Stroke Certifications Provide a Better Patient Experience
Prevention & Treatment This certification can help nurses stay up to date on the nuances of strokes and provide top-of-the-line patient care.
Approximately 800,000 people suffer from strokes each year, and, with the brain being so complex, no two strokes are the same. Even if two people experience a stroke in the same area of the brain, their recovery processes can be completely different.
When it comes to seeking care, a nurse who receives the Stroke Certified Registered Nurse (SCRN) credential can be a reliable lifeline.
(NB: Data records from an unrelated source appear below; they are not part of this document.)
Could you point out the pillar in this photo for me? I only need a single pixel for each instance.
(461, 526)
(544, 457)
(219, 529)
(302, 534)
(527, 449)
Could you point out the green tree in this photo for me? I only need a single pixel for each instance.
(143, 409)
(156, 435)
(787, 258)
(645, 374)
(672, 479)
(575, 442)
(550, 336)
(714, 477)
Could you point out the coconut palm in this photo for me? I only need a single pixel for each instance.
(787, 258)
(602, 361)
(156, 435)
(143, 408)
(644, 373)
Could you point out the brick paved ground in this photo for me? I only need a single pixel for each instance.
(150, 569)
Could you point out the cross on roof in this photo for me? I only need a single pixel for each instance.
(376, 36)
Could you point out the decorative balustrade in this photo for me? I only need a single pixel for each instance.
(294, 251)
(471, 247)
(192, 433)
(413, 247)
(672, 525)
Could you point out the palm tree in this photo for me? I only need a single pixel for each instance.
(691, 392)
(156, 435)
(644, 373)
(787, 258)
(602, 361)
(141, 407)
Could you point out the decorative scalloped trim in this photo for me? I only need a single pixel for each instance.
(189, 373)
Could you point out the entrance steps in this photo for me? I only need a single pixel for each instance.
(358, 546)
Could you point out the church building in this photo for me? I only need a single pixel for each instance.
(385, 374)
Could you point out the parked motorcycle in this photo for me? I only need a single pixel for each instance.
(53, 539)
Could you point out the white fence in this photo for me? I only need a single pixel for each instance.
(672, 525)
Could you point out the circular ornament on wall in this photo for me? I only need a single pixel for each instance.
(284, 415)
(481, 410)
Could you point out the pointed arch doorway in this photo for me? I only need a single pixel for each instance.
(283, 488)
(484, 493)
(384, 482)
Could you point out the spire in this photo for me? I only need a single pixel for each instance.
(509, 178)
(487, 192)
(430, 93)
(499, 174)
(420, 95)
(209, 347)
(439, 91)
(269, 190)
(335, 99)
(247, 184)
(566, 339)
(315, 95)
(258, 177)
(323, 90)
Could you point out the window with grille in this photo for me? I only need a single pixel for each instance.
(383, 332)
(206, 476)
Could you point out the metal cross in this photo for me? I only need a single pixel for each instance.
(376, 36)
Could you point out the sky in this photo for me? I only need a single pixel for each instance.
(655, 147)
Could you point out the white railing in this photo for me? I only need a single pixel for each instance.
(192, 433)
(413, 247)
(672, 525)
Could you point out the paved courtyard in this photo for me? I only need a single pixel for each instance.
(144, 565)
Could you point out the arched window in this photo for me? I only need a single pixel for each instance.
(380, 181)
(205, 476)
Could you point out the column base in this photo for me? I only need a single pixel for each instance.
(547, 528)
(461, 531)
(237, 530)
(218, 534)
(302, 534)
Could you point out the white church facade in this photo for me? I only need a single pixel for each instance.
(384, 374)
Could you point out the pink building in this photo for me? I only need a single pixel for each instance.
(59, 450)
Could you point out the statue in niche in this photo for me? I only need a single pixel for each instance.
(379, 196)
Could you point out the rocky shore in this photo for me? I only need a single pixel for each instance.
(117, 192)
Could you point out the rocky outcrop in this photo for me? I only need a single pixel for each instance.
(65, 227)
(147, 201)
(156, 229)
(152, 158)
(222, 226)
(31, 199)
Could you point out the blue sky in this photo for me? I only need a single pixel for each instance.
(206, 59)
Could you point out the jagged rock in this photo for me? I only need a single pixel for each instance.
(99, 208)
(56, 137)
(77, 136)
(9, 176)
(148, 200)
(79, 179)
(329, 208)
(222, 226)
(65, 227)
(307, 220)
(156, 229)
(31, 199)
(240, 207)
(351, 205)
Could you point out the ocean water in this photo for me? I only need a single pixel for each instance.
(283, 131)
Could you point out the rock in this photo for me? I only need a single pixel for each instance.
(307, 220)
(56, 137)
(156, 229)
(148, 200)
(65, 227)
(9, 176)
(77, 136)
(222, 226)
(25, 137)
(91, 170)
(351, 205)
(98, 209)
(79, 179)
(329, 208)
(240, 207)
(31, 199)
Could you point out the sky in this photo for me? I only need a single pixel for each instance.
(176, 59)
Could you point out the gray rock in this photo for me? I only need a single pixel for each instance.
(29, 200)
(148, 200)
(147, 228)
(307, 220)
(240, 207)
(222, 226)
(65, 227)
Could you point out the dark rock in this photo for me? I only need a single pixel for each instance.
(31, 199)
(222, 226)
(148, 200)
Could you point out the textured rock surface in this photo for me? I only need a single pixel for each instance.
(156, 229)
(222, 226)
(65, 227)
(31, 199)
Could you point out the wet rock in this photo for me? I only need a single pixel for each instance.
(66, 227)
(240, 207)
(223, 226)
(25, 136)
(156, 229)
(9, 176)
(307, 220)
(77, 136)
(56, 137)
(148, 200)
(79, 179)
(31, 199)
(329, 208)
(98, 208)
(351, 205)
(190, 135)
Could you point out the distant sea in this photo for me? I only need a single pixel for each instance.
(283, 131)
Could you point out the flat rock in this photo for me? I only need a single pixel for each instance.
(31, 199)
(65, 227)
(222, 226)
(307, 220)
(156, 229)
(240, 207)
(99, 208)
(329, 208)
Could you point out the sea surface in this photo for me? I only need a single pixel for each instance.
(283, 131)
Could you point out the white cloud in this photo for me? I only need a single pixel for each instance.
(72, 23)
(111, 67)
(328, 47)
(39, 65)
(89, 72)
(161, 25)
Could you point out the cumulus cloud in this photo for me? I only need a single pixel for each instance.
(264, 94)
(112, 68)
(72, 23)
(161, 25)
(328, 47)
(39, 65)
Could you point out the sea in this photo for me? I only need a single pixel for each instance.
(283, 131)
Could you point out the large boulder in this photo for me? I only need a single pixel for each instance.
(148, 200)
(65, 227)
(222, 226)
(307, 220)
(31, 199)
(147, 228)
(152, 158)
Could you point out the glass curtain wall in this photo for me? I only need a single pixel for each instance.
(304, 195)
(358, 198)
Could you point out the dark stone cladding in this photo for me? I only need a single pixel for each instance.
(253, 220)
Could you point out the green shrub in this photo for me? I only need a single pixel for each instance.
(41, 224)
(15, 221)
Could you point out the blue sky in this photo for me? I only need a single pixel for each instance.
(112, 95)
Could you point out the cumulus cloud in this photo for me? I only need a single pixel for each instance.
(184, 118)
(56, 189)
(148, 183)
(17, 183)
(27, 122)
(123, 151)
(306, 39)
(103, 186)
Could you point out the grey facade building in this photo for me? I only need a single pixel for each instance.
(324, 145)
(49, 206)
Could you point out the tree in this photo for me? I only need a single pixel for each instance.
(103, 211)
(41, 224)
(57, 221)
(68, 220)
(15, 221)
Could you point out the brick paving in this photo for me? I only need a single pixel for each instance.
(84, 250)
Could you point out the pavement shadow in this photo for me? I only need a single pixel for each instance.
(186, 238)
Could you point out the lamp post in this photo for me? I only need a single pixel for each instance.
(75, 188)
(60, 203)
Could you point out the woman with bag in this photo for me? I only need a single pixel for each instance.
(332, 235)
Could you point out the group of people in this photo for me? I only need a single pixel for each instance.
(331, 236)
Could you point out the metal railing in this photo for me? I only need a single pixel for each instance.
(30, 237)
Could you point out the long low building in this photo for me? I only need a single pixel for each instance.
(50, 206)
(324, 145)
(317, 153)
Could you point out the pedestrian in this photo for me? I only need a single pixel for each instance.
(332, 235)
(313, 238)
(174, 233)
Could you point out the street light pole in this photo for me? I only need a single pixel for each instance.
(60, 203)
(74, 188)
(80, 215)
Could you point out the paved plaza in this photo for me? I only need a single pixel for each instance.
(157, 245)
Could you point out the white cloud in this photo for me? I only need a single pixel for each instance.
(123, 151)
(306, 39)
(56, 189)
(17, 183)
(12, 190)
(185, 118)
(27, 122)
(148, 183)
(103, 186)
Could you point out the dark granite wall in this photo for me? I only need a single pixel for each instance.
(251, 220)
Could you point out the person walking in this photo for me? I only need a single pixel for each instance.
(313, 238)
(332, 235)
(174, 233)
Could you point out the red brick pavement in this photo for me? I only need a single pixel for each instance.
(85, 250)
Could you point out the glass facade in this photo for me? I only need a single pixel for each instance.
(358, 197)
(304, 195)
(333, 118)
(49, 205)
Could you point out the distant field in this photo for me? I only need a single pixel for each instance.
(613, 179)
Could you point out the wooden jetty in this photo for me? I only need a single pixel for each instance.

American Board of Neuroscience Nursing board member Shannon Stone equates the SCRN credential to "that cherry on top of a sundae."
Certified knowledge is power
Research shows that certified nursing leads to better patient outcomes, and the nurses who are certified are extensively tested on different types of strokes and treatments.
“By being certified, we’re committing to our patients the extra knowledge we’ve earned and taken the time to learn so that we can provide that best practice for them.”
Stone says, “By being certified, we’re committing to our patients the extra knowledge we’ve earned and taken the time to learn so that we can provide that best practice for them.”
Patients always have a choice of where they can go for medical assistance, but a certification is a way that staff can “offer the best patient care. That’s what we’re doing to give more back to our patients.”
Peace of mind for patients
While there are plenty of capable medical professionals who are not SCRN credentialed, the certification provides extra peace of mind for the patients and the assurance that the nurse has superior knowledge on the subject.
Stone urges patients to ask their nurses why they are or aren’t SCRN credentialed. Many centers will also showcase certifications to reassure patients and family members.
“By providing better care, we restore health, we get patients back into the community, and it’s a healthier community all the way around.”
In the end, the nurses and medical teams are on your side and want to ensure that they’re doing everything in their power to get their patients back to a functional point.